Religiosos(as) candomblecistas, batuqueiros, umbandistas, cristãos (luteranos/as, católicos/as, anglicanos/as), bruxaria naturalista/esotéricos/as e representantes de fóruns e comitês junto com moradores da comunidade local, reuniram-se no interior de Santa Cruz do Sul, Rio Grande do Sul, no dia 21 de março, para um ato inter-religioso como gesto de apoio e monitoramento de denúncias junto à comunidade do Ilê Ode Ase Erinlé.
Neste ano, no dia 21 de março, passou a ser comemorado o Dia Nacional das Tradições das Raízes de Matrizes Africanas e Nações do Candomblé, que passou a integrar o calendário nacional, pela Lei 14.519/2023. Infelizmente, na madrugada que antecedeu o evento, o Ilê Ode Ase Erinlé foi vítima de novo crime de intolerância religiosa, evidenciando a frequente violência com que as comunidades religiosas de matriz africana são expostas.
O momento contou com a partilha da história da religiosa, a leitura de manifestações de apoio, como “Carta Aberta à população de Santa Cruz do Sul, RS” que contém assinaturas de diferentes agentes de direitos do país e, ainda, foi possibilitado um momento de tributo e homenagens a ancestrais e proferidas intenções de amparo de diversos segmentos.
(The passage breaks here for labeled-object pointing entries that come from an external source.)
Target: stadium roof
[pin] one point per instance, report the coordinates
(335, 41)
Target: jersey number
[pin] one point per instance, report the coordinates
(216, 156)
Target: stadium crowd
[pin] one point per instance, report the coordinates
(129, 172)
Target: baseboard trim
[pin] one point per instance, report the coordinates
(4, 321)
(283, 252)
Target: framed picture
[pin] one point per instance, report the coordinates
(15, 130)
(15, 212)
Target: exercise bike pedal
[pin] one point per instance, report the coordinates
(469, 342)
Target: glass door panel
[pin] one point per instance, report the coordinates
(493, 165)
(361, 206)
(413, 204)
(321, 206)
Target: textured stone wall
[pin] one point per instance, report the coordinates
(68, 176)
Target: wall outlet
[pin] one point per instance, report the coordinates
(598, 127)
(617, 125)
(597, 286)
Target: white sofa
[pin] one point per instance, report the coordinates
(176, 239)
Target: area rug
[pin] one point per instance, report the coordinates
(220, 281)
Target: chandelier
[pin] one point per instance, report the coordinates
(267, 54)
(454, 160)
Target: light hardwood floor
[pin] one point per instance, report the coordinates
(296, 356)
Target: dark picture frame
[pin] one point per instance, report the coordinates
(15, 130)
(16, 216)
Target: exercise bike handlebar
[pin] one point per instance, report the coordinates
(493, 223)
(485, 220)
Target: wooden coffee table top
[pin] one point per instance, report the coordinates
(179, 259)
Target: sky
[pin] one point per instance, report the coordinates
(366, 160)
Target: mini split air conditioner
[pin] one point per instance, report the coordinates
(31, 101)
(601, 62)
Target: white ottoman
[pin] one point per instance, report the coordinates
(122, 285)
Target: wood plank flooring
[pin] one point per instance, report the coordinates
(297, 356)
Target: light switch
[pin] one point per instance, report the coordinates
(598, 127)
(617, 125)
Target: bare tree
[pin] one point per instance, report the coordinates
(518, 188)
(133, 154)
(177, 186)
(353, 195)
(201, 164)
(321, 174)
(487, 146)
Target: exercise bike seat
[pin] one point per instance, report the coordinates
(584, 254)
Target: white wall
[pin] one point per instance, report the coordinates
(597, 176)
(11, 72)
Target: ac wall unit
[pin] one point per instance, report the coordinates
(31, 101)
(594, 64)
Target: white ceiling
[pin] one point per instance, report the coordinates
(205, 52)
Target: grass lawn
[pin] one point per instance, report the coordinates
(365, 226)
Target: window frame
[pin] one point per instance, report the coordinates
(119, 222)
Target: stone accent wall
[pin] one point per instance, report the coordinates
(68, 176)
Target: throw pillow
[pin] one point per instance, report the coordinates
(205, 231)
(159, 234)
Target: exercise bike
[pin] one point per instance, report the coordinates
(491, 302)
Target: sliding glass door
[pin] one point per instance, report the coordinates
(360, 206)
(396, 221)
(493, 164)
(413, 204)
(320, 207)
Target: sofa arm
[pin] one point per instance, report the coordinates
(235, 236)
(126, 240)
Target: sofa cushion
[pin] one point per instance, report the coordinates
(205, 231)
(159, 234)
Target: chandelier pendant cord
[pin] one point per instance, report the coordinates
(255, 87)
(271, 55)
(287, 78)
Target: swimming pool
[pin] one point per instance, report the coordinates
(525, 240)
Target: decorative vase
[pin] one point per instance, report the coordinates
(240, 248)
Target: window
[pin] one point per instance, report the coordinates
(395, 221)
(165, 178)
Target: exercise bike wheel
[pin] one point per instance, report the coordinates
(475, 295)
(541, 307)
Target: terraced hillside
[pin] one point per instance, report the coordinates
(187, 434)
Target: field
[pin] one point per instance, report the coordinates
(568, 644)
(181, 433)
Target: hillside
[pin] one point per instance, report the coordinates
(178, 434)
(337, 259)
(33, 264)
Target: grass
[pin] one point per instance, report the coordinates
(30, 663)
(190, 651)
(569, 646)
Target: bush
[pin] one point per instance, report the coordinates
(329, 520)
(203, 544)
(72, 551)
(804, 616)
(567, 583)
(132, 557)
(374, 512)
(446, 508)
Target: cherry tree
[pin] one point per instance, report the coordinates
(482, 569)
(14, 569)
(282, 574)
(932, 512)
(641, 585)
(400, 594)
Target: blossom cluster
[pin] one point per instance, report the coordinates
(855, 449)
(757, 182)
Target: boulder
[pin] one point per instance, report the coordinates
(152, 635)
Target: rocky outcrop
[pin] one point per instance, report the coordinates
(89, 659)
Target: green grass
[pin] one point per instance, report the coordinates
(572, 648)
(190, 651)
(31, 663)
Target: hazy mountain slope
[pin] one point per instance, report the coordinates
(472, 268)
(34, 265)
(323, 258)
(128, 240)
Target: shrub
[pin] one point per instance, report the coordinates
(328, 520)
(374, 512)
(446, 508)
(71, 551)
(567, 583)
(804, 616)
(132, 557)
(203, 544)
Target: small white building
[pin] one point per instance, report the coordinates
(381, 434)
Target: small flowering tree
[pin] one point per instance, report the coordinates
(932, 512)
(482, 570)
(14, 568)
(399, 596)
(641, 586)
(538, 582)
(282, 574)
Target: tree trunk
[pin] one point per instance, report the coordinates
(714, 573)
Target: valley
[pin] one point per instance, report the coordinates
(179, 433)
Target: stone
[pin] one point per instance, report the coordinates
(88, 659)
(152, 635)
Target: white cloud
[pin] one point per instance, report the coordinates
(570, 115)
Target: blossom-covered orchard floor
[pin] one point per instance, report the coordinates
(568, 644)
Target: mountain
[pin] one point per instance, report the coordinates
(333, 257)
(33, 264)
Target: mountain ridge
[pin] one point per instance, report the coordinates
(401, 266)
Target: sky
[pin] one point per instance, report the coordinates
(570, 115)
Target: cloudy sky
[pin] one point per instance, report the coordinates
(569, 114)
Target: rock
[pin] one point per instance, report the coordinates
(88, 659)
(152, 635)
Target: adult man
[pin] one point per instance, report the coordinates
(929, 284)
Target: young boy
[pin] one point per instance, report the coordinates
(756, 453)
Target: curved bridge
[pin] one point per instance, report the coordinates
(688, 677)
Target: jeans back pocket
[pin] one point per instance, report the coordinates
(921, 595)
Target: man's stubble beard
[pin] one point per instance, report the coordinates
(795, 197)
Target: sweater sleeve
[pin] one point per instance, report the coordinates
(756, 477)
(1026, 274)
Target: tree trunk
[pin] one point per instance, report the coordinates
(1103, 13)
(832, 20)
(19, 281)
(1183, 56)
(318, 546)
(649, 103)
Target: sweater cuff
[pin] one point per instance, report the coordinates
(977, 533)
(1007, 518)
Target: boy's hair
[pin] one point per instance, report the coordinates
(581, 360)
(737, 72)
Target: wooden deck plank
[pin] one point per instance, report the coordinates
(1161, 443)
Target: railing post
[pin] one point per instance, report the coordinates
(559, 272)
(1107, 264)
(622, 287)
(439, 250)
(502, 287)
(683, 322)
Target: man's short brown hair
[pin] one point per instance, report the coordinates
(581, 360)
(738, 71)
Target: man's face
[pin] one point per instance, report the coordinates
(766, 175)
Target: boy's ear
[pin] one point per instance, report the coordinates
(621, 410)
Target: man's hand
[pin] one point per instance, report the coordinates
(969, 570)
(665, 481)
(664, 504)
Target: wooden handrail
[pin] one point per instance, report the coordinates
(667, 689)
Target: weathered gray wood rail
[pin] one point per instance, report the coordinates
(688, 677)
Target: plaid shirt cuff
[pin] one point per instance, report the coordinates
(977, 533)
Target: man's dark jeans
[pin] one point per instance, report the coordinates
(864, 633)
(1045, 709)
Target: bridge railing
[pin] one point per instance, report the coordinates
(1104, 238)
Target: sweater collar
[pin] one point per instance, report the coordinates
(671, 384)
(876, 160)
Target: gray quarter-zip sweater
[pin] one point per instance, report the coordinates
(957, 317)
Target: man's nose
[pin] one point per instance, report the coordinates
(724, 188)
O ato inter-religioso integrou a campanha dos 21 Dias de Ativismo contra o Racismo, que neste ano exalta a importância da democracia e da liberdade de crença.
Nos debates, além do apoio contínuo em diferentes frentes de ação, foi ressaltada a necessidade de efetivação de políticas públicas de enfrentamento à intolerância religiosa nas mais distintas esferas sociais, como institucionais, haja visto que o racismo estrutural e religioso é presente e necessita de respaldo legal, punição contra agressores e reparação jurídica das vítimas.